Understanding Young Consumers: Cognitive Abilities and Task Conditions

Deborah Roedder John, University of Wisconsin-Madison
ABSTRACT - Over a decade of research has been devoted to assessing the extent to which children can understand advertising messages and product claims, evaluate and judge product alternatives, and make informed product choices. The majority of studies in this area have focused on the issue of whether or not children are able to perform consumer tasks such as evaluating advertising and judging advertised products. In doing so, evidence has accumulated which supports the view that many children, particularly young children, cannot critically evaluate advertising claims and advertised products, cannot direct their attention to important aspects of commercial messages, cannot adequately judge the value of product alternatives, and cannot use product information effectively in making product choices.
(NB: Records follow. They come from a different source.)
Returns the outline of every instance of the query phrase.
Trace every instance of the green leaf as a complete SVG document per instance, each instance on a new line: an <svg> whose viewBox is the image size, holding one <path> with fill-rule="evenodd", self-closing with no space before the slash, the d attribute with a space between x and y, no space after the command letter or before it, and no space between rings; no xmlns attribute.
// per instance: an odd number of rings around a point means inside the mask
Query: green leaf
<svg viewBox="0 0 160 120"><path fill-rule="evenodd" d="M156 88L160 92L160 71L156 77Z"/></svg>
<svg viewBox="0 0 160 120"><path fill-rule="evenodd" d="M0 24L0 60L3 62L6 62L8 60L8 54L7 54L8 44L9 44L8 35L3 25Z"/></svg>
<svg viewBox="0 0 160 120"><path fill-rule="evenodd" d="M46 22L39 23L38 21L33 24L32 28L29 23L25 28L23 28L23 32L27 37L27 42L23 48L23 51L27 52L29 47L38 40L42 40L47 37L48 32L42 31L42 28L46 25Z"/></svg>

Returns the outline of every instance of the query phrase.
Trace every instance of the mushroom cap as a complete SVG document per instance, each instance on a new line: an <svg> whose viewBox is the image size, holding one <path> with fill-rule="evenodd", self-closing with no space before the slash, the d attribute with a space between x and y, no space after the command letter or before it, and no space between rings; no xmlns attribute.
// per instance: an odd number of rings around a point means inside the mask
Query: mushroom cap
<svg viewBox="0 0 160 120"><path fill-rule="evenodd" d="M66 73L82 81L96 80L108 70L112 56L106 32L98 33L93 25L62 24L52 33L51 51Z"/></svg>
Findings such as these have contributed to our understanding of children's consumer abilities and have also provided valuable input into public policy concerns regarding children.
[ to cite ]:
Deborah Roedder John (1986) ,"Understanding Young Consumers: Cognitive Abilities and Task Conditions", in NA - Advances in Consumer Research Volume 13, eds. Richard J. Lutz, Provo, UT : Association for Consumer Research, Pages: 648.

Advances in Consumer Research Volume 13, 1986      Page 648

UNDERSTANDING YOUNG CONSUMERS: COGNITIVE ABILITIES AND TASK CONDITIONS

Deborah Roedder John, University of Wisconsin-Madison

ABSTRACT -

Over a decade of research has been devoted to assessing the extent to which children can understand advertising messages and product claims, evaluate and judge product alternatives, and make informed product choices. The majority of studies in this area have focused on the issue of whether or not children are able to perform consumer tasks such as evaluating advertising and judging advertised products. In doing so, evidence has accumulated which supports the view that many children, particularly young children, cannot critically evaluate advertising claims and advertised products, cannot direct their attention to important aspects of commercial messages, cannot adequately judge the value of product alternatives, and cannot use product information effectively in making product choices. Findings such as these have contributed to our understanding of children's consumer abilities and have also provided valuable input into public policy concerns regarding children.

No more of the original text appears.